The Isle of Jan Mayen—Retrospection—The Sea of Ice—The Deserted Village—Carried off by a Bear—Dancing for Dear Life.
What a tiny speck it looks in the map, that island of Jan Mayen, all by itself, right in the centre of the great Arctic Ocean. Of volcanic origin it undoubtedly is—every mountain, rock, and hill in it—and there is ample evidence that from yonder gigantic cone, that rises, like a mighty sugar-loaf or the Tower of Babel itself, to a height of 6,000 feet sheer into the blue and cloudless sky, at one time smoke and flames must oftentimes have burst, and showers of stones and ashes, and streams of molten lava.
I have gazed on it by night, and my imagination has carried me back, and back, and back, through the long-distant past, and I have tried to fancy the sublimity of the scene during an eruption.
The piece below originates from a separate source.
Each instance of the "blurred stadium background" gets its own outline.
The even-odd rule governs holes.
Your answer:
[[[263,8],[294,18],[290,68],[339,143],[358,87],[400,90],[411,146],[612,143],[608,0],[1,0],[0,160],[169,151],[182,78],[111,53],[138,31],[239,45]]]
The time is early spring. The long, dark winter has passed away; the cold-looking, rayless sun rises now, but skirts hurriedly across a small disc of southern sky, then speedily sinks to rest again, as though he shuddered to gaze upon scenery so bleak and desolate. The island of Jan Mayen, with its ridgy hills and its one mighty mountain, is clad in dazzling robes of virgin snow. Its rocky and precipitous shores rise not up, as yet, from the dark waters that in summer time wash round them, but from the sea of ice itself. As far as eye can reach, or north or south, or east or west, stretches this immeasurable ocean of ice. All flat and all snow-clad is it, like the wildest and loneliest of Highland moorlands in winter, and its very flatness gives it an air of greater lonesomeness, which the solitary hummocks here and there but tend to heighten. And through the short and dreary day one solitary cloud has rested like a pall on the summit of the mountain. But it is midnight now: in the deep blue of the sky big, bright stars are shining, that look like moons of molten silver, and seem far nearer than they do in southern climes. In the north the radiant bow of the Aurora is spread out, its transverse beams glancing and glistering, spears of light, that dance and glide and shimmer, changing their colours every moment from green to blue or red, from pale-yellow to the brightest of crimson.
And the silence that reigns over all this field of ice is one that travellers have often experienced, often been impressed and awed by, but never yet found words to describe.